Yee-ah, soooo, I just woke up about an hour ago...

How're y'all?

I'm lots better since I finally went to freekin' BED for a while. I do believe I "retired" (i.e.-"passed out") around 5:00pm... give or take a half hour. Hell, I'd only been up for a day and a half. I'm gittin' old. Can you even IMAGINE if I did meth or some shit?

Jesus.

I used to get asked about coke, but no fuckin' way. Never fucked with that shit. Waaaay bad karma attached to it. I'd tell the truth, "Hell, no, I ain't on coke. I don't touch that shit. Can ya fuckin' see it? If I did coke, you'd know, cause I'd be sittin' in a corner somewhere just goin' BE-BE-BE-BE-BE..."(flipping index finger up and down my lips while making odd noises). I'd usually get a speculative look from said person, while they thought it over for about two and a half seconds, then, invariably, they'd say "Yep... I can believe that."
"Well, good. Now, CRANK....." lol...

No, seriously, I don't know how I do this, unless it's some kinda odd off-shoot of depression or something. And, don't EVEN try that "manic-depressive" crap. I saw Patty Duke's movie. I know what manic depression is. That ain't me. I don't have those "highs"... I don't get "thrilled with life and friggin' having to handle it" EVER. I have no mania... at least not that kind. Hell, I don't really even think it's that I'm really depressed... it's just that I'm a REALIST. I see things how they really are and, for the most part, they suck and I suck at lying, i.e. "acting like everything's just PEACHY!", when it's not.

There is a difference.

Anyway, no I don't do "uppers". I just stay awake for reeeeally long periods of time. I won't go to sleep unless my body demands it (which can really inconvenient if it gets pushy about it while yer, like, driving or something...).

Truthfully, I think it has more to do with death than anything else.

1. My stupid mother(fucker) died when she was 43 of a massive MI. JUST IN CASE the same thing is gonna happen to me, I don't wanna miss any more minutes with Eric by SLEEPING thru it, than I absolutely have to.

2. As long as I'm awake and therefore cannot be "snuck" by bad shit, Eric will not be hurt or killed on the farm.

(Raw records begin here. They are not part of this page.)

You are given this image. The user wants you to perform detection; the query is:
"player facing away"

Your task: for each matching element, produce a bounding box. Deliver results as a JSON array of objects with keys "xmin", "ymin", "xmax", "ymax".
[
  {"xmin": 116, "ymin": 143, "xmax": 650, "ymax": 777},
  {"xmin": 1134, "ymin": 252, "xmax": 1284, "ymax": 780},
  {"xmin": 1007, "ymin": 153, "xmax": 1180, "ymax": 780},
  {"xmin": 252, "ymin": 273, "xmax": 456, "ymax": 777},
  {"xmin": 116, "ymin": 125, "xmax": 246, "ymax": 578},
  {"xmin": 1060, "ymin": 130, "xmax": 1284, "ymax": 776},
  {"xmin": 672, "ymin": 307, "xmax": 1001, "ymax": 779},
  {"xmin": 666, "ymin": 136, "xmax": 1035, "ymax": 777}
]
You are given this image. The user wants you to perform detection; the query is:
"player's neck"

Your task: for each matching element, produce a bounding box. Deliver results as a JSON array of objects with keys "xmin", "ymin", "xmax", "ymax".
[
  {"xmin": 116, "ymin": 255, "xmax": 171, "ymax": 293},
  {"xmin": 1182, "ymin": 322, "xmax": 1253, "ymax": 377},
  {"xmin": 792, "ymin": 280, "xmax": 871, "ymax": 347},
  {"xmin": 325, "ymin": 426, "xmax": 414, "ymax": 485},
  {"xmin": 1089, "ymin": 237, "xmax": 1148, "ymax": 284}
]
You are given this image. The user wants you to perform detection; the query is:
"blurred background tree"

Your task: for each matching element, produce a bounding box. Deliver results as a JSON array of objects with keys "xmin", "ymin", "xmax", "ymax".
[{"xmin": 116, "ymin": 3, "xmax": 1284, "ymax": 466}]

Now, why is that making me tear up? It makes sense, doesn't it? It's not pitiful, is it?

*coupla mintes later*
Well anyway... I got most of the house/animal shit done before I falled seepys. All I need to (still) do now is the mouse house, the kitty "used food repositories", vacuum and a little bit o'wash. Oh yeah, AND Spork's latest MadLib. *giggle*

This oughta be good too, cause he's "cut loose" seeing as how we seem to be the only two doing this, like I care. Fine. Just sit there lookin' at both of us like we're goofy. WE ARE!!! But, it's fun, too... lmao.

Oh yeah... almost forgot. The whole thing about the "better than when I woke up and I wasn't in such a bad state to begin with" thing... I've been too busy enjoying it to get out what it was... sorry.

Simply put, I done good. I think I FINALLY hit on one idea that made EVERYBODY happier.

George is in Jersey. He's been gone for over a week, so far. Since I've still been able to get my shit done without the car, I don't care. It's even GREAT!!!
Except for his bullshit, that is. (Yes, he annoys the fuck outta me quite often, which is further proof, in my mind at least, that me and him are meant to be brother/sister, not MARRIED!!!!)

Aaanyway, that assmunch left last Thursday. He was SUPPOSED to come back Sunday. Didn't happen. BUT, not only did that not happen, he also called me via radio Sunday morning and said that the lady who gave us Daisy, whom I have YET to ever really meet meet (the woman, not the dog), wanted to bring her kid over to see the dog. He said "She'll be there in about an hour."
"Sooo, when are YOU gonna get here?"
"I'm not."
"Excuse me?!?" And, it went downhill from there. Suffice it to say, I did NOT host a woman and child I do not even know on Sunday. The house was passable, but my stupid period was finally showing up and I was in no mood for his shit.

Next, he was supposed to come back Wednesday.
Nope.
Siiigh.
Then, he was shootin' for Friday so he could bring TWO KIDS here. Of course, these two are Eric's, so I really can't stop it, but I can put it off and I did... lol.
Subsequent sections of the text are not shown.